Plant-Based Eating: Finding a Healthy Balance
In January 2019, Canadians finally got to see the long-awaited revision to Canada’s Food Guide, and it’s quite a departure from previous versions. Gone is the traditional rainbow model, in favour of a “food guide snaphot”, which is a picture of a balanced plate of food.
One of the biggest departures from the old Food Guide is the new emphasis on including plant-based proteins in the diet. At first, this notion had some pundits worried that meant an exclusion of meat or chicken, but now we know it just means a change in the name for food groups.
The former “meat and alternatives” and “milk and alternatives” food groups have merged into one grouping, collectively known as “protein foods.”

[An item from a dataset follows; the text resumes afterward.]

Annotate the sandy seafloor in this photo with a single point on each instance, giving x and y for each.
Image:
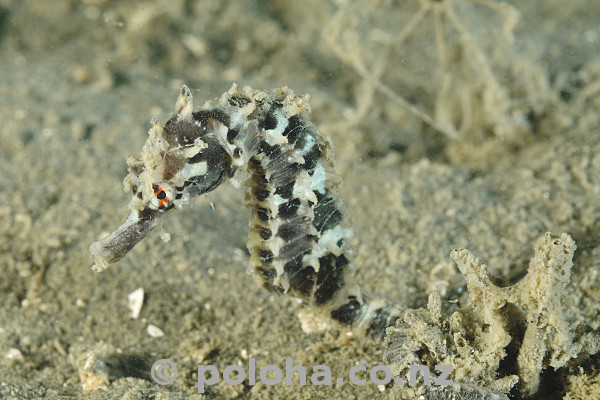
(80, 80)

While meat, fish, poultry, eggs and milk products are still part of this grouping, Canada’s Food Guide says to “choose protein foods that come from plants more often.” It explains that eating plant-based foods regularly can mean eating more fibre and less saturated fat, which can have a positive effect on health, including a lowered risk of cancer, heart disease and type 2 diabetes. Plant-based proteins include beans, lentils, soy, nuts and seeds.
To be clear, the new guide is not a call for all Canadians to become vegan. In an all-foods-can-fit environment, the new guidelines simply emphasize plant-based foods, because they are not on the radar of many Canadians. This new direction is intended to help Canadians eat more vegetables, grains and beans, in order to boost fibre and minimize saturated fat in the diet, which is good for overall health.